In order to make women feel motivated, productive and comfortable at work, multiple measures have to be adopted and policies implemented. From civil Infrastructure to safety provisions, having an enabling work environment supports women to thrive in the workplace. As part of this, the following enablers are inculcated to make change management a smoother affair:
- Accommodation for three months for Tulir trainees and dedicated transport facility for the mirror teams in shifts
- Revamped civil infrastructure
- Women security in all shifts in the plant and escort during transportation
- Women paramedics in all shifts
Unconscious gender bias is defined as unintentional and automatic mental associations based on gender, stemming from traditions, norms, values, culture and/or experience. Automatic associations feed into decision-making, enabling a quick assessment of an individual according to gender and gender stereotypes. Organizations can take steps to counteract bias; even unconscious bias in an individual does not automatically translate into bias in the workplace.
Partnering with ‘Great Place to Work’, gender sensitization workshops were conducted for male employees starting from the leadership team to the functional and shift teams. But this is a work-in-progress, and it involves recurrent sessions on gender sensitization to make diversity initiatives sustainable and make unconscious gender bias preventable.

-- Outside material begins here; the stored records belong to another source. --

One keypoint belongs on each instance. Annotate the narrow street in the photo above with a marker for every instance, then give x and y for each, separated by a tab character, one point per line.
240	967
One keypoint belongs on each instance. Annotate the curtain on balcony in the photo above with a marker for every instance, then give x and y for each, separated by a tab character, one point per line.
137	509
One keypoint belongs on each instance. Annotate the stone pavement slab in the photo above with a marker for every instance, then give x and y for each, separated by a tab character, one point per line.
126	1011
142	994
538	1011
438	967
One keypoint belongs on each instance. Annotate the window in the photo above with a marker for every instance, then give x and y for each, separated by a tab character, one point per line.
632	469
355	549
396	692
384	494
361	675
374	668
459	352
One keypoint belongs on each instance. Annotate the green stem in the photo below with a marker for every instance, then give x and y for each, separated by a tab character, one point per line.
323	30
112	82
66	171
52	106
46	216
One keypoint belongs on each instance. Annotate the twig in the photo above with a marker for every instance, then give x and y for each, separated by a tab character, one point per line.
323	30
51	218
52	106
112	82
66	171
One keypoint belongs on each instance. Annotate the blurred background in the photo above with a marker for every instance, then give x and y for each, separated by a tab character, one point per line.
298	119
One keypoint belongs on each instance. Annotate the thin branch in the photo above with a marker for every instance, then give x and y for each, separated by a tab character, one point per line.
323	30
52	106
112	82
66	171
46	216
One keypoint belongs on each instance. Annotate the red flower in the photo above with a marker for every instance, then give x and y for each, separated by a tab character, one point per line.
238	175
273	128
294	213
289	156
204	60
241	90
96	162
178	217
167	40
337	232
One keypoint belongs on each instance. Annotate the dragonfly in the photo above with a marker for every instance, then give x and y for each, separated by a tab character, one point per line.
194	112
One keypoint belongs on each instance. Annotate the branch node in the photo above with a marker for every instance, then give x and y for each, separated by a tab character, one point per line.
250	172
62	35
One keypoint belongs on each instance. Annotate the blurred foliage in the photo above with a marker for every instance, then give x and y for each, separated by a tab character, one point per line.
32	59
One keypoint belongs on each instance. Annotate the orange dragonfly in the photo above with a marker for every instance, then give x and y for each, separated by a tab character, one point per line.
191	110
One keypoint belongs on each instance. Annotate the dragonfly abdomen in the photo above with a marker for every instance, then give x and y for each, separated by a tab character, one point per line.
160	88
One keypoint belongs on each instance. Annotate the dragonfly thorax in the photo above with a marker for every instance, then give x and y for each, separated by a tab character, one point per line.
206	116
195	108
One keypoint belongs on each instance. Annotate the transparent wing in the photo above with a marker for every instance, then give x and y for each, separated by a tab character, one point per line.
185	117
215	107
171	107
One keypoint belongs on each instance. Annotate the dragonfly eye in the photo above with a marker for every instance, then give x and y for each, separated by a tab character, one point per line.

The ‘well-being study’ on women employees of the Mirror Line
A well-being study is currently being conducted to explore different expectations, needs and well-being implications of employees. The study will come up with suggestions and recommendations to make the work environment women-friendly, more likeable, and comfortable for them to work resiliently. This study aims to:
- Understand the socio-economic, functional, and emotional requirements of women employees at the Mirror Line.
- Map out their challenges (pain points and barriers) faced inside and out of the workplace, hindering efficiency and work-life balance.
Women need help, especially those just starting or changing careers. One valuable source of help is strong, effective mentors. Mentors can provide a great deal of help in guiding women through the new and unprecedented challenges they confront. One study found that 87 percent of mentors and mentees feel empowered by the relationship and reported greater confidence and career satisfaction. And, it turns out that mentees and mentors are both promoted far more often (5 times and 6 times, respectively) than those employees without mentors. A mentorship programme, ‘SG Sakhi’ for the Mirror Line women is planned to be rolled out. This is because these women need someone inside the factory for them to look up to for their holistic development of career and personal front.
Women empowerment with gender equality is the key to fundamental human rights. It is pivotal in our journey towards a more peaceful, progressive and sustainable world. Evolving–and closing the gender divide–is inevitable and is being made possible through equal opportunities and equal representation for women. Women are just as ambitious as men. But in many companies, they face headwinds that signal it will be harder to advance. And finally, it’s increasingly important to women that they work for companies that prioritize flexibility, employee well-being, and diversity, equity, and inclusion (DEI). Young millennial women are even more ambitious and place a higher premium on working in an equitable, supportive, and inclusive workplace. So, diversity initiatives such as the all-women staff at the Mirror Line at Saint-Gobain India Pvt Ltd are step in the right direction to drive a sustainable inclusive growth in this 21st Century India.